HanXRQChr01 17651 . TCGGCAA . 298.45 . AN=2;DP=3;ExcessHet=0.4576;FS=0.000;MQ=56.12;QD=30.57;SOR=0.941 GT:AD:DP:GQ:PL 0/0:3:3:3:0
HanXRQChr01 17652 . C . 303.51 . AN=0;DP=2;ExcessHet=3.0103;FS=0.000;QD=30.65;SOR=0.941 GT:AD:DP:PL ./.:2:2:0
HanXRQChr01 17653 . G . 303.51 . AN=0;DP=2;ExcessHet=3.0103;FS=0.000;QD=35.84;SOR=0.941 GT:AD:DP:PL ./.:2:2:0
HanXRQChr01 17654 . G . 303.51 . AN=0;DP=2;ExcessHet=3.0103;FS=0.000;QD=30.94;SOR=0.941 GT:AD:DP:PL ./.:2:2:0
In this case, there seems to be a difference in confidence depending on which row I interpret. Looking at the first row, it calls the reference allele for a 7 basepair stretch, but subsequent rows don't have any variant call. Should I interpret this as TCGG or TNNN or NNNN?

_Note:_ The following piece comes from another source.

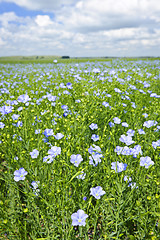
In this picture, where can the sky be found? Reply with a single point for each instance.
(80, 28)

HanXRQChr01 56181 . ATTT A,AT 921.63 . AC=1,1;AF=0.500,0.500;AN=2;BaseQRankSum=0.681;ClippingRankSum=0.00;DP=11;ExcessHet=3.0103;FS=0.000;MQ=58.70;MQRankSum=0.00;QD=25.74;ReadPosRankSum=0.475;SOR=0.321 GT:AD:DP:GQ:PL 1/2:0,9,2:11:43:462,73,43,378,0,
HanXRQChr01 56182 . T * 769.10 . AC=2;AF=1.00;AN=2;DP=11;ExcessHet=3.0103;FS=0.000;QD=31.15;SOR=0.321 GT:AD:DP:GQ:PL 1/1:0,9:11:30:419,30,0
HanXRQChr01 56183 . T * 769.10 . AC=2;AF=1.00;AN=2;DP=11;ExcessHet=3.0103;FS=0.000;QD=29.40;SOR=0.321 GT:AD:DP:GQ:PL 1/1:0,9:11:30:419,30,0
HanXRQChr01 56184 . T * 724.25 . AC=2;AF=1.00;AN=2;DP=11;ExcessHet=3.0103;FS=0.000;QD=29.97;SOR=0.287 GT:AD:DP:GQ:PL 1/1:0,9:11:30:419,30,0
HanXRQChr01 56185 . T . 12.99 . AN=0;DP=17 GT:AD:DP ./.:17,0:17
HanXRQChr01 56186 . T . 23.07 . AN=2;DP=17 GT:AD:DP:RGQ 0/0:17,0:17:4
HanXRQChr01 56187 . T . 20.94 . AN=2;DP=16 GT:AD:DP:RGQ 0/0:16,0:16:1
HanXRQChr01 56188 . T . 26.81 . AN=2;DP=17 GT:AD:DP:RGQ 0/0:17,0:17:14
Would the two haplotypes be: A-NTTT/ATNTTT?